I noticed that my hospice patient and her young adult daughter were unusually quiet as I settled on the couch for my weekly visit; it felt as though they were hiding something, which was highly unusual for this chatty twosome.

“What’s up?” I asked.  The patient, a woman in her fifties who was dying from both cancer and the affects of aggressive cancer treatments received twenty years before, averted her eyes to avoid my gaze.  

And her daughter answered, “Guess who went to Walmart the other night – all by herself?  We woke up in the middle of the night, and she wasn’t here!”

Finally, I caught my patient’s eye; our faces both broke into smiles that quickly turned into full-on laughter, the belly-hugging, tear-wiping kind of laughter that can be so healing.

Her daughter was mortified, and I understood why.  It had been a very dangerous adventure.  Somehow, with her 86-pound frame, this woman in advanced heart and kidney failure, her torso riddled with tumors, had performed a small miracle.  She had lugged her oxygen tank and the yards of tubing (she always had football field-lengths of tubing, because she loved to be mobile) out of the house without a single member of the family knowing.  She had loaded it all up in the car and driven, while on a lot of medication, the few miles from her home to the megastore.

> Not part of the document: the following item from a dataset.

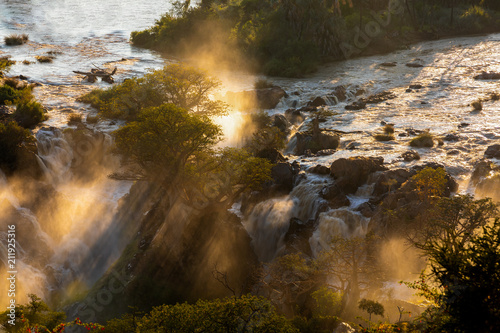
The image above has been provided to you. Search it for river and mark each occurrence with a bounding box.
[1,0,500,311]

Yes, it was rash.  Something awful could have happened – a car accident, a fall, confusion about her way home.

But nothing did.

What happened was that she had one last great adventure by herself.  She was able to walk up and down all the aisles, looking at the startling amount of merchandise and wondering about the level of consumerism in our country.  She was able to drive there and back, alone – with no one to help pull her oxygen tank or remind her to “slow down and take it easy”.  She got to smile at the few strangers also wandering around the warehouse setting in the middle of the night.

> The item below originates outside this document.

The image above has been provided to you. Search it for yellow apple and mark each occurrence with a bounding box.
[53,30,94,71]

She got to participate in an outing that many of us complain about, even avoid, but certainly do not view as an adventure.

While I could not condone her choice to do something so potentially dangerous, I could feel it.  I could understand it.  And I could empathize with her desire.

You and I might not choose Walmart as our late-night destination.  We might pick a bench by a lake, the library, a coffee shop, or hiking trail – anything that reminds us that we are still here, living out the rest of our days.

She died the next month.

I still picture her shuffling along in her slipper-shod feet, slowly pulling her oxygen tank behind her as she looks at items and people and smiles.  And I feel filled with gratitude that she took the opportunity to escape to Walmart one last time.